An Approach for Self-Training Audio Event Detectors Using Web Data
Benjamin Elizalde, Ankit Shah, Siddharth Dalmia, Min Hun Lee, Rohan, Badlani, Anurag Kumar, Bhiksha Raj, Ian Lane

TL;DR
This paper presents a self-training approach for audio event detection that leverages web data, specifically unlabeled YouTube audio, to enhance model performance beyond limited annotated datasets.
Contribution
It introduces a semi-supervised method combining labeled datasets with web audio to improve AED models, addressing data scarcity and acoustic diversity challenges.
Findings
Improved AED performance after self-training with web data
Web audio introduces challenges like noise and variability
Method demonstrates potential for scalable audio event detection
Abstract
Audio Event Detection (AED) aims to recognize sounds within audio and video recordings.

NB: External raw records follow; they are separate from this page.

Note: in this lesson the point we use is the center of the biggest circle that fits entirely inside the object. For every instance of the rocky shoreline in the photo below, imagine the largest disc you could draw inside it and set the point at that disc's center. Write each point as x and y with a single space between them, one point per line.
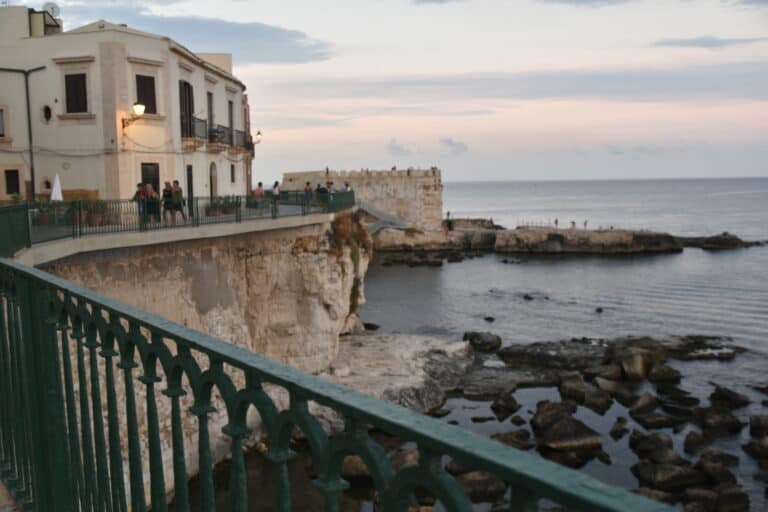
636 374
633 373
417 247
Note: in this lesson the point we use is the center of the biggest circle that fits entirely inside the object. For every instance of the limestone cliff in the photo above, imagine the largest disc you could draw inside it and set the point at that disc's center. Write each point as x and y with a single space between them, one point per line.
579 241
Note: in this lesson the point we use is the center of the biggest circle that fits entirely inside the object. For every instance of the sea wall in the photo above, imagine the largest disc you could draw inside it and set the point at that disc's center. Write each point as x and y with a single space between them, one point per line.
415 196
286 294
580 241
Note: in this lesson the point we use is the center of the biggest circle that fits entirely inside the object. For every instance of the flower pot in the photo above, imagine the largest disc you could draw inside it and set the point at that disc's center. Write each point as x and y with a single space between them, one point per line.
95 219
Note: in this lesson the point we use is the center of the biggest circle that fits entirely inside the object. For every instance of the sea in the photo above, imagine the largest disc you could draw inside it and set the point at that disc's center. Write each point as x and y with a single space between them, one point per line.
720 293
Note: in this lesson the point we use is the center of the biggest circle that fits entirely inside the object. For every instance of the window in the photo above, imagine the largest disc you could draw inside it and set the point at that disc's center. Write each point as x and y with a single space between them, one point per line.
231 118
12 182
187 104
77 97
209 98
150 173
145 93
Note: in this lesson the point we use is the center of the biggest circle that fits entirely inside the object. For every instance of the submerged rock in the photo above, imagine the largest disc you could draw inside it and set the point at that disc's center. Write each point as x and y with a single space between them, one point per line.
724 397
575 354
619 428
483 341
482 487
505 406
549 413
663 373
667 477
758 426
520 439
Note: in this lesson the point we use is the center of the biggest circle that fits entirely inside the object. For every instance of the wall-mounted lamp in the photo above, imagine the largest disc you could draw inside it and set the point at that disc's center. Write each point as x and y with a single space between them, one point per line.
137 110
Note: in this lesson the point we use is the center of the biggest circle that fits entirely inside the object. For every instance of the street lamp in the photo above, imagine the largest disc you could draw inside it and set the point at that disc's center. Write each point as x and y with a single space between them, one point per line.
137 110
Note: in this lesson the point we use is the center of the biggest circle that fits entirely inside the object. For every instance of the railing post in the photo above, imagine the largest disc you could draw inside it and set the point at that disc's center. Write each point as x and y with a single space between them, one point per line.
27 225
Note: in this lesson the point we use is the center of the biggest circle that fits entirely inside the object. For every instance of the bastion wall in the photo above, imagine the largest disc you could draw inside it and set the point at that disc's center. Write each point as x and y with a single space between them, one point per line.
414 196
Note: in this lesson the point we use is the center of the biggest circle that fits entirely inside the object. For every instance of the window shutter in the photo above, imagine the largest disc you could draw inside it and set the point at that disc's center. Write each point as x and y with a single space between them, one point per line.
145 93
77 99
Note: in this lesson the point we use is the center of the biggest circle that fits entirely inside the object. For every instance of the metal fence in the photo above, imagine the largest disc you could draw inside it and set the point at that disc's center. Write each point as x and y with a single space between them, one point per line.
33 223
82 378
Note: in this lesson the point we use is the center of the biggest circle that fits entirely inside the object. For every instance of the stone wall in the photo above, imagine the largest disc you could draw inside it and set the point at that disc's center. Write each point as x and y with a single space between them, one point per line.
415 196
286 294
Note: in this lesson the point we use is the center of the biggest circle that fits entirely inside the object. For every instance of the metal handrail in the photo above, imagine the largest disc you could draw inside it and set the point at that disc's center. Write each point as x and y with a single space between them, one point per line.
29 224
49 322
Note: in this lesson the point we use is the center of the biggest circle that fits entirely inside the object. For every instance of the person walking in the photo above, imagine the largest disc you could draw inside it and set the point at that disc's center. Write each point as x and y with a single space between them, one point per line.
140 196
276 199
307 198
168 203
258 193
178 201
153 204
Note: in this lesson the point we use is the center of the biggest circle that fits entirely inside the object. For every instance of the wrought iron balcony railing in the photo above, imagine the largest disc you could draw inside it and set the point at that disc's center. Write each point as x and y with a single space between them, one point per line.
28 224
199 128
81 373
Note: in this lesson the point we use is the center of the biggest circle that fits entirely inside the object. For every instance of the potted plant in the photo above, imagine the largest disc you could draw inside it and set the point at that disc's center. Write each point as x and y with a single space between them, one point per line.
44 209
96 213
229 205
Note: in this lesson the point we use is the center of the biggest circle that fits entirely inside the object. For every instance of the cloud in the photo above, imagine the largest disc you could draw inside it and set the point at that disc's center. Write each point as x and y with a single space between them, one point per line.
747 80
396 149
586 3
249 42
455 147
709 41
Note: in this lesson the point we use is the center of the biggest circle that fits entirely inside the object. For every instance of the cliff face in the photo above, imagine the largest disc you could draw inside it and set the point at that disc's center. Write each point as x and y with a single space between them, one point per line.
554 241
284 294
417 240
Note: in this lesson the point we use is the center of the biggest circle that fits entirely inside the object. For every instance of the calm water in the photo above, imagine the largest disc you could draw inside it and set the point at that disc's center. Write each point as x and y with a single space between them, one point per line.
695 292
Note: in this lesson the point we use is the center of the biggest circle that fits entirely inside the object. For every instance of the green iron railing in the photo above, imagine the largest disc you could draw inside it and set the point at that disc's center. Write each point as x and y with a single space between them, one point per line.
14 229
83 378
28 224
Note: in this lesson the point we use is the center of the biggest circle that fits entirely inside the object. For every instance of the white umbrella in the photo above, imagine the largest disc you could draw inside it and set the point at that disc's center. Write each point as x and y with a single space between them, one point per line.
56 194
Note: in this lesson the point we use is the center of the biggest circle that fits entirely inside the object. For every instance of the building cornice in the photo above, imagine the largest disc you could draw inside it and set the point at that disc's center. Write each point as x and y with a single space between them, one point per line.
74 59
145 61
183 52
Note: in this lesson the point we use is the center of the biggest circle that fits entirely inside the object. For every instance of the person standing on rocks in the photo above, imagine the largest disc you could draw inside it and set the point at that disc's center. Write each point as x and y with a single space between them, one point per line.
276 199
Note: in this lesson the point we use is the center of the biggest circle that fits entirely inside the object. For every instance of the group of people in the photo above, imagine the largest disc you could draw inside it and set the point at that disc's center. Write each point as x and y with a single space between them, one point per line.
573 224
171 199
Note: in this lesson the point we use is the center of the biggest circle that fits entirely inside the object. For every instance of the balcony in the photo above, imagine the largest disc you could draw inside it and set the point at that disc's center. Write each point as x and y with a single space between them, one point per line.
193 133
219 138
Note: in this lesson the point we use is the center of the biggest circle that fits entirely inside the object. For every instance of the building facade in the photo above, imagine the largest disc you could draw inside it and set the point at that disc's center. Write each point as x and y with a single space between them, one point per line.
414 195
194 127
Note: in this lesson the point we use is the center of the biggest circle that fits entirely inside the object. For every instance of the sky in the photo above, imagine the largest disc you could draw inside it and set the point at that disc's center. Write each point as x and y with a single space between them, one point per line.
487 89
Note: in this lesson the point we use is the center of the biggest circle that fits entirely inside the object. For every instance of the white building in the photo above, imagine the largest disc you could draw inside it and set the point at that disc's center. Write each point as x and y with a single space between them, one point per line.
194 129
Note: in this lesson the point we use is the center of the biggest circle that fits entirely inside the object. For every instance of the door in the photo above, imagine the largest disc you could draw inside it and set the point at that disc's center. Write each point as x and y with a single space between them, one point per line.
190 191
213 182
210 110
150 173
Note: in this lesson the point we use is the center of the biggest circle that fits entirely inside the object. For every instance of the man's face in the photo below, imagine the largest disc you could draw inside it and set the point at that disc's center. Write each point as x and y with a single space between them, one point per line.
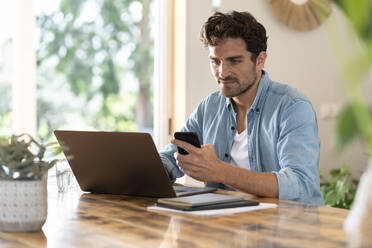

AED employs machine learning algorithms commonly trained and tested on annotated datasets. However, available datasets are limited in number of samples and hence it is difficult to model acoustic diversity. Therefore, we propose combining labeled audio from a dataset and unlabeled audio from the web to improve the sound models. The audio event detectors are trained on the labeled audio and ran on the unlabeled audio downloaded from YouTube. Whenever the detectors recognized any of the known sounds with high confidence, the unlabeled audio was use to re-train the detectors. The performance of the re-trained detectors is compared to the one from the original detectors using the annotated test set. Results showed an improvement of the AED, and uncovered challenges of using web audio from videos.